Transferable and Efficient Non-Factual Content Detection via Probe Training with Offline Consistency Checking
Xiaokang Zhang, Zijun Yao, Jing Zhang, Kaifeng Yun, Jifan Yu, Juanzi Li, Jie Tang
TL;DR
PiNose tackles non-factual content in LLMs by learning from offline consistency signals rather than relying on labor-intensive human labels. It uses a three-stage pipeline—data preparation with question bootstrapping, offline consistency checking to generate pseudo labels, and probe construction that operates on internal LLM representations—to create a transferable factuality detector that performs well across diverse data distributions while avoiding online multi-pass inference. The method achieves substantial gains over supervised probing baselines and outperforms self-consistency baselines in QA variation tasks, demonstrating strong cross-model transferability and improved efficiency. This approach offers a scalable path toward more trustworthy LLM outputs, with practical impact for deployment and evaluation in settings with limited labeled data and heterogeneous distributions.
Abstract
Detecting non-factual content is a longstanding goal to increase the trustworthiness of large language models (LLMs) generations.
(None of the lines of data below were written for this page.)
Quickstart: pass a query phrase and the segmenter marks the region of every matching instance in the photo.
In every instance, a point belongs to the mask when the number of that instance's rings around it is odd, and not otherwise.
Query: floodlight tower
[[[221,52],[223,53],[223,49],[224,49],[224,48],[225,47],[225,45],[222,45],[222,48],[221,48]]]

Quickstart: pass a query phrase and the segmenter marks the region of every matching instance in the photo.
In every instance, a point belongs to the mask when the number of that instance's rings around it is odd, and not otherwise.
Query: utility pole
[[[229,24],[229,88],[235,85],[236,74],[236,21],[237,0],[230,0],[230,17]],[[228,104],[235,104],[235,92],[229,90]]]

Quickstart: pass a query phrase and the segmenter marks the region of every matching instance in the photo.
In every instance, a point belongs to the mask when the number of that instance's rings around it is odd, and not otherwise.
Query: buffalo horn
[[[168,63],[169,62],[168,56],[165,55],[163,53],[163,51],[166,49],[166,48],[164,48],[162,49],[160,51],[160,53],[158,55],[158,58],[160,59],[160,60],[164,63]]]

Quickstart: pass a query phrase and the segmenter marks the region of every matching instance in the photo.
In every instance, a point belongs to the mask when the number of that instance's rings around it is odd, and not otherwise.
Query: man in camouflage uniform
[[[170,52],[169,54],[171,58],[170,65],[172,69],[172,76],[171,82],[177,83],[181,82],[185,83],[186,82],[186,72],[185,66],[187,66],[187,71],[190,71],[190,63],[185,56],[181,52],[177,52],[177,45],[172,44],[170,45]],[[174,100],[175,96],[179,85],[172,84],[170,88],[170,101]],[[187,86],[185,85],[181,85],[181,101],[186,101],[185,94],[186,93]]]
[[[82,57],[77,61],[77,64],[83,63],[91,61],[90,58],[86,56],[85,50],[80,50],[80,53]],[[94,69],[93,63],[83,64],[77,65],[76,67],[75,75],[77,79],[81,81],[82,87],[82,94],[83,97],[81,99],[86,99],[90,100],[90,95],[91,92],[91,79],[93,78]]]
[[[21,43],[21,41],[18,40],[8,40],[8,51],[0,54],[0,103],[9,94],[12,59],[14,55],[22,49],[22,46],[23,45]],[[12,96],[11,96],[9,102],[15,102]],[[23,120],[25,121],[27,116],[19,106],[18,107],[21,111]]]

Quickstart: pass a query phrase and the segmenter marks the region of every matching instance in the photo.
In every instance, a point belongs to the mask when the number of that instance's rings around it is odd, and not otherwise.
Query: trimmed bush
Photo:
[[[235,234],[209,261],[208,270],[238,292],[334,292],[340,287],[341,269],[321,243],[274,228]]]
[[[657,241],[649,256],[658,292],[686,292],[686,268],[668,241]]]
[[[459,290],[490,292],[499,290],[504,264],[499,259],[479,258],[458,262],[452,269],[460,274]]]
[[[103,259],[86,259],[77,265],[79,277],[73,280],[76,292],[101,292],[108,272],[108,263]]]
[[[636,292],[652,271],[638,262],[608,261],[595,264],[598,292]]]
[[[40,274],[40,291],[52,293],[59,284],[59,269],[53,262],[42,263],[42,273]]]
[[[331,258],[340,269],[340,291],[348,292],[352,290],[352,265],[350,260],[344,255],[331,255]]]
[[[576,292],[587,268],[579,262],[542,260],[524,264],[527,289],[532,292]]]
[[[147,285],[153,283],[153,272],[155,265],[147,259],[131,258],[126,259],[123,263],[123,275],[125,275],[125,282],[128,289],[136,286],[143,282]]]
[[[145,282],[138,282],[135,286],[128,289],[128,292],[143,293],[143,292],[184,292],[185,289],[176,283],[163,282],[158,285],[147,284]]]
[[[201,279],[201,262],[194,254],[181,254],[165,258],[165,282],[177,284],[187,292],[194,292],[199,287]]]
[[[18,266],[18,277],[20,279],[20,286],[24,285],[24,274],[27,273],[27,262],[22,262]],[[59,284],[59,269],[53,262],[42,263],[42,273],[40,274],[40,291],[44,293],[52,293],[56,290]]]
Current factuality probes, trained using humanannotated labels, exhibit limited transferability to out-of-distribution content, while online selfconsistency checking imposes extensive computation burden due to the necessity of generating multiple outputs. This paper proposes PINOSE, which trains a probing model on offline self-consistency checking results, thereby circumventing the need for human-annotated data and achieving transferability across diverse data distributions. As the consistency check process is offline, PINOSE reduces the computational burden of generating multiple responses by online consistency verification. Additionally, it examines various aspects of internal states prior to response decoding, contributing to more effective detection of factual inaccuracies. Experiment results on both factuality detection and question answering benchmarks show that PINOSE achieves surpassing results than existing factuality detection methods. Our code and datasets are publicly available on this anonymized repository.